Given that Natura’s shares trade in Brazil, the takeover of Avon provides investors a route to bet on this compounding global grower at a discount via merger arbitrage. By purchasing shares in Avon Products today at $3.86, they get a 15.4% discount on Natura shares post-merger because the all-stock deal gives 0.3 Natura shares for each Avon share. Once the merger is completed early next year, the combined Natura-Avon will trade in both Brazil and in the U.S.
One way to think about the deal is a U.S. initial public offering that brings along valuable synergies and savings. Rather than offering fully-priced new shares to prospective U.S. investors, they are offering the shares at a discount along with $150 million to $250 million per year in cost savings.
Because Natura and Avon compete with a similar business model in Brazil and the rest of Latin America, they will be able to cut most costs there. Avon owners have long been disappointed with the company’s performance in emerging markets, particularly, Asia, where Avon got just 10% of revenue and has exited markets like Thailand and Australia.
Natura, by contrast, has grown aggressively across the globe, acquiring Aesop in 2013 and The Body Shop in 2017. Combined, the two companies will jump from outside the top 10 to the fourth largest global pure-play cosmetics group with a combined $10.9 billion in annual revenue. It leapfrogs rival Coty and puts Natura in the same league as Shiseido and Estée Lauder. L’Oréal S.A. remains the industry giant in terms of revenue.
The combination makes a lot of sense in terms of building scale and reducing overlaps in companies with a similar organizational structure and footprint. Avon, which has struggled of late but boasts a network of salespeople that sell its products door-to-door, would give Natura more brands to sell both direct-to-consumers and in its Body Shop store network. Avon shareholders gain a globally savvy, aggressive management team with a far superior growth profile.
Still, the deal has to close for these benefits to materialize. Brazilian entrepreneurial companies like Natura have been welcome buyers of assets in the U.S. For example, Brazilian private equity firm 3G Capital has been allowed to buy the iconic Budweiser beer business and both Kraft and Heinz consumer brand portfolios. Based on that precedent, regulatory hurdles to such a takeover should be minimal and procedural in nature. This deal is very far removed from the recent trade spat between the U.S. and China, which has put extra scrutiny on Chinese buyers of U.S. brands.

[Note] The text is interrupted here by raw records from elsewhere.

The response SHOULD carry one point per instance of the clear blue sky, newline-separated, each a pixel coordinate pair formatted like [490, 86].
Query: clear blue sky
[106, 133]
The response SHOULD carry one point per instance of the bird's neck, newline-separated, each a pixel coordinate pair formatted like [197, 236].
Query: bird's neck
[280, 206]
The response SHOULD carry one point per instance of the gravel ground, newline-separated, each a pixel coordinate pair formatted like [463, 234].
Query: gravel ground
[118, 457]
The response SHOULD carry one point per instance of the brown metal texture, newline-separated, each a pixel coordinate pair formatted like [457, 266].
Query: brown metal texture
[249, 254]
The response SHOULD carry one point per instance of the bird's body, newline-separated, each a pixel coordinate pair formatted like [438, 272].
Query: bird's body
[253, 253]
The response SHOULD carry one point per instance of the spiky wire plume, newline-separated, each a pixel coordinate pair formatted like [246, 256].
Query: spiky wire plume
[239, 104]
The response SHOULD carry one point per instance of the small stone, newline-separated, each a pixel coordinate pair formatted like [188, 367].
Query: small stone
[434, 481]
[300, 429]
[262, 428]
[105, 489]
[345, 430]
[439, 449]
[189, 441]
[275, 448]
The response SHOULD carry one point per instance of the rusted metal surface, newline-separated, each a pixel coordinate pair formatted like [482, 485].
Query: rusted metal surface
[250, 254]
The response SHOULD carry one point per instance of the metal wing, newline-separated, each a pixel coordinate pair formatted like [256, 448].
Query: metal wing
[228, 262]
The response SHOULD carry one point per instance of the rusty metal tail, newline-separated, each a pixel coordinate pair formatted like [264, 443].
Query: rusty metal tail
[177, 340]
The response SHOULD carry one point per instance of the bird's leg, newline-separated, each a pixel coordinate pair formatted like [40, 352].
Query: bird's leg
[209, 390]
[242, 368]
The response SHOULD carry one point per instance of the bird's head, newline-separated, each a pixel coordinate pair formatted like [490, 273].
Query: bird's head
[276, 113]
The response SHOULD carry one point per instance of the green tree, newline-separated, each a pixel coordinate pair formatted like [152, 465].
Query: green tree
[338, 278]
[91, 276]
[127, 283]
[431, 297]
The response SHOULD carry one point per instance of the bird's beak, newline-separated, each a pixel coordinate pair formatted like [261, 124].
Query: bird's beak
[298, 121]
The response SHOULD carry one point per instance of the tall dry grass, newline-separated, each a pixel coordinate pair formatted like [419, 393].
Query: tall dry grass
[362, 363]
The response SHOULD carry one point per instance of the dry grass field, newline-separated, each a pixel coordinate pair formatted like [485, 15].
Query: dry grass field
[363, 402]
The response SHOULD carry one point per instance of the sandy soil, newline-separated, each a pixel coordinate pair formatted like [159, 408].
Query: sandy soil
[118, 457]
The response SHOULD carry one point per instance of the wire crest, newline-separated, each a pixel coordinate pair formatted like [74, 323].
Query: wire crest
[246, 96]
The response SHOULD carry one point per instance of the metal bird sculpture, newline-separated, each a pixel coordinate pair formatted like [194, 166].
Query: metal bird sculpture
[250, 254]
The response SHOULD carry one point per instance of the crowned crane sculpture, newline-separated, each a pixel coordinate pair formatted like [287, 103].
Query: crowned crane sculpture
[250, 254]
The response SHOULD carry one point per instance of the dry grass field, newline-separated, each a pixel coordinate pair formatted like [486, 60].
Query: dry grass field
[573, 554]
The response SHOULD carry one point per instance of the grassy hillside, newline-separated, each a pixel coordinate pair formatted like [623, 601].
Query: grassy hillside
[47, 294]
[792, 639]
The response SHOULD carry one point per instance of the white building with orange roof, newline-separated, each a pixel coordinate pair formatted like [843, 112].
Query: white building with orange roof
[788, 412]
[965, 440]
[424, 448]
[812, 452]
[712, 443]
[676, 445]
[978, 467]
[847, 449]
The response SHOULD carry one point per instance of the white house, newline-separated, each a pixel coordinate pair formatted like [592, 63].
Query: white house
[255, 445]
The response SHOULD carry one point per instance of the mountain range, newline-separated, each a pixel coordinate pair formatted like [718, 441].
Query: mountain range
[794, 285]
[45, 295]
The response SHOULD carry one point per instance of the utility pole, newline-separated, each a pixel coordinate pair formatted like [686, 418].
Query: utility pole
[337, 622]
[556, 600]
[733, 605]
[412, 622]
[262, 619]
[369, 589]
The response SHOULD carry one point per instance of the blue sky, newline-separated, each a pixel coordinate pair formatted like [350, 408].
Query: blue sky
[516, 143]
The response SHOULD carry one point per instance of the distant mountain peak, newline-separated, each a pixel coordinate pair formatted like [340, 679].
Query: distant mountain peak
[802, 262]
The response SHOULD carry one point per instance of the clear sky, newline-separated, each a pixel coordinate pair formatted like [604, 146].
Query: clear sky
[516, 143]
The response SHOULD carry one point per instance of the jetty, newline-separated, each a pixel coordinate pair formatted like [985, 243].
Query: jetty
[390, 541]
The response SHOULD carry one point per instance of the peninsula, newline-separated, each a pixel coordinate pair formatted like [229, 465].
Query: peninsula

In short, investors are trading in an old Ford Fusion for a new Ferrari. The old model, Avon, was a cheaper stock given it isn’t turning a profit while Natura trades at a 50x price-to-earnings multiple. While overvaluation is a risk in the deal, it seems Natura has the power to crank up earnings from the synergies of this deal and its revamp of The Body Shop is underway.
Going forward, investors should focus on the value of Brazilian-listed Natura given the all-stock nature of the deal. How Natura’s shares trade will determine the ultimate value of their investment in Avon. As of Tuesday’s close, Natura’s shares traded at 61.36 Brazilian Real ($15.24 per share). Based on one Avon share being exchanged for 0.3 Natura shares, that gives Avon shares a value of $4.57 each. Although those prices will fluctuate, that’s an 18.4% return for investors if that valuation gap closes and a deal is completed.
In short, investors should consider buying Avon shares to get exposure to a growing global champion that is taking the steps Avon shareholders wished its management could have executed long ago. Now, trading in their shares for a brighter future with Natura seems like the sensible move. That decision is made even easier by the opportunity to get a discount by buying today – before the merger is completed.